April 06, 2016
Gold Keeps Gains on Safe-Haven Demand as Stocks Tumble
(Reuters) - Gold held sharp overnight gains on Wednesday as disappointing global economic data and a tumble in equities sent investors scurrying towards the safe-haven metal.
Investors were awaiting the release of the minutes of the Federal Reserve's March policy meeting, due later in the session, to gauge the outlook of the U.S. central bank's monetary policy.
Gold is sensitive to rising U.S. interest rates because they lift the opportunity cost of holding non-yielding assets. It had rallied 16 percent in the first quarter of the year on speculation the Fed will not be able to raise rates.
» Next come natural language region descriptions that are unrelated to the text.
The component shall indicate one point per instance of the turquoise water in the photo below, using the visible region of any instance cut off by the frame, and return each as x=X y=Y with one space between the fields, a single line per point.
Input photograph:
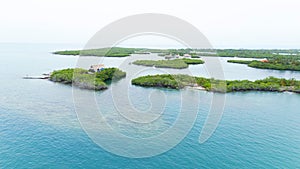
x=39 y=126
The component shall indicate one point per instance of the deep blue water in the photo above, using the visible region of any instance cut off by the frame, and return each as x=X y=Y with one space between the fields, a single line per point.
x=39 y=126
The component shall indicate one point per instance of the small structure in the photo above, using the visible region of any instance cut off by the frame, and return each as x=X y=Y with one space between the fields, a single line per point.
x=96 y=68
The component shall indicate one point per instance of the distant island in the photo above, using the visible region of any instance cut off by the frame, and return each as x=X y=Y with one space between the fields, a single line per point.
x=181 y=81
x=275 y=63
x=276 y=59
x=175 y=63
x=86 y=79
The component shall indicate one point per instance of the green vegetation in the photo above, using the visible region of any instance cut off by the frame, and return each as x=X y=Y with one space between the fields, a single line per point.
x=176 y=63
x=83 y=79
x=276 y=63
x=246 y=62
x=243 y=53
x=108 y=52
x=181 y=81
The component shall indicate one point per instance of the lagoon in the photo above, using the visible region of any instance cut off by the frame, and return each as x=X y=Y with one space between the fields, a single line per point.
x=39 y=127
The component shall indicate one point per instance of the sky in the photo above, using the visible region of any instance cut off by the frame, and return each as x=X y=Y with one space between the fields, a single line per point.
x=226 y=24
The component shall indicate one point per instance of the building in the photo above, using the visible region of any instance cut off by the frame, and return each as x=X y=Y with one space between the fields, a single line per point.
x=97 y=68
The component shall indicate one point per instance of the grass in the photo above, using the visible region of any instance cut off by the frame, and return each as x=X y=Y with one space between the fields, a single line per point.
x=180 y=81
x=83 y=79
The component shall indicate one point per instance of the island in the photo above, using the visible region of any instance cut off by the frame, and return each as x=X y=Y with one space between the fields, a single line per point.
x=175 y=63
x=180 y=81
x=107 y=52
x=86 y=79
x=276 y=63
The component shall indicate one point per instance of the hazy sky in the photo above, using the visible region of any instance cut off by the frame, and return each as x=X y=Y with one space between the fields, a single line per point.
x=226 y=23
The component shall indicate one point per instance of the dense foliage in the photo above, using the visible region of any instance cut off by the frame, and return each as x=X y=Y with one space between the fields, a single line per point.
x=83 y=79
x=181 y=81
x=176 y=63
x=276 y=63
x=108 y=52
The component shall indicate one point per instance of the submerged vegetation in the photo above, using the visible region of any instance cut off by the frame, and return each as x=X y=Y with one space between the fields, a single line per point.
x=276 y=63
x=181 y=81
x=176 y=63
x=84 y=79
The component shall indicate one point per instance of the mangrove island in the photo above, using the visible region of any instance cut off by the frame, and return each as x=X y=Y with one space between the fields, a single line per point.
x=85 y=79
x=180 y=81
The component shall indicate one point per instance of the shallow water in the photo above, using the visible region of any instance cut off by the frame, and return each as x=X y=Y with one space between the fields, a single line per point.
x=39 y=127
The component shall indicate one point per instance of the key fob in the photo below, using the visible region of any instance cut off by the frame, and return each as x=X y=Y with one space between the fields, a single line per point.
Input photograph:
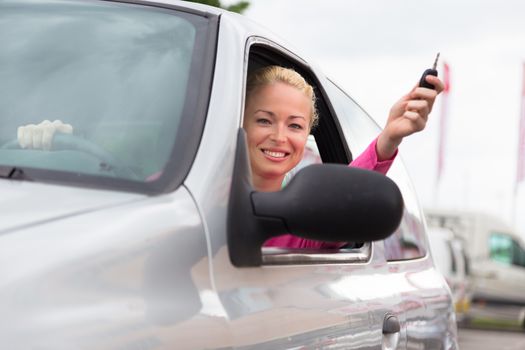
x=423 y=82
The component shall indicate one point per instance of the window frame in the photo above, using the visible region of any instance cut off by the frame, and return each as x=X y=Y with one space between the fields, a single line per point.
x=260 y=52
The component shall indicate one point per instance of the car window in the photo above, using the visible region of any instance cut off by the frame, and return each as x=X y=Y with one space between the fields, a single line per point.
x=325 y=144
x=120 y=75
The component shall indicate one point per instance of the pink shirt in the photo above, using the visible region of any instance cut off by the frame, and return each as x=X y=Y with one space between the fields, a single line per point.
x=366 y=160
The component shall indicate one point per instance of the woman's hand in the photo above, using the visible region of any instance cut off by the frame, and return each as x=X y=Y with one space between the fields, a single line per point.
x=407 y=116
x=41 y=136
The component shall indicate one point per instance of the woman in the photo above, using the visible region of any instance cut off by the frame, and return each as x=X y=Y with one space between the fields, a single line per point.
x=279 y=115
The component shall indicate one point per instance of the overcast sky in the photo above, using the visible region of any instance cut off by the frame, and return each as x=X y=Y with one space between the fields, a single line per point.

Spot gold was little changed at $1,229.60 an ounce by 0324 GMT on profit-taking, but retained most of its 1.3-percent gain from Tuesday.
"The Fed will not do anything drastic. They are limited by the global economic concerns and volatile equities," said Mark To, head of research at Hong Kong's Wing Fung Financial Group.
Gold prices at $1,230 are very reasonable and this level will be sustained through the quarter, he said.
Gold had posted its biggest quarterly rise in nearly 30 years in the March quarter as expectations faded that the Fed would move to normalize interest rates. The U.S. central bank raised rates in December for the first time in nearly a decade.
But recent hawkish comments have capped gains. Boston Federal Reserve President Eric Rosengren and Chicago Fed President Charles Evans said this week that the market view about rate hike was "pessimistic".
Assets in SPDR Gold Trust, the world's largest gold-backed exchange-traded fund, fell 0.28 tonnes to 815.44 tonnes on Tuesday.
For now, bullion has found support along with other safe-haven assets such as the Japanese yen as economic data out of Europe and the United States prompted a retreat from riskier assets.
Data on Tuesday showed the U.S. trade deficit widened more than expected in February, while German industrial orders unexpectedly dropped in February. Britain's economy appeared to have slowed since the start of this year, according to a closely watched survey.
The MSCI All-World Index dropped 1.4 percent on Tuesday, its worst day since early February. The dollar fell to its weakest level against the yen since October 2014.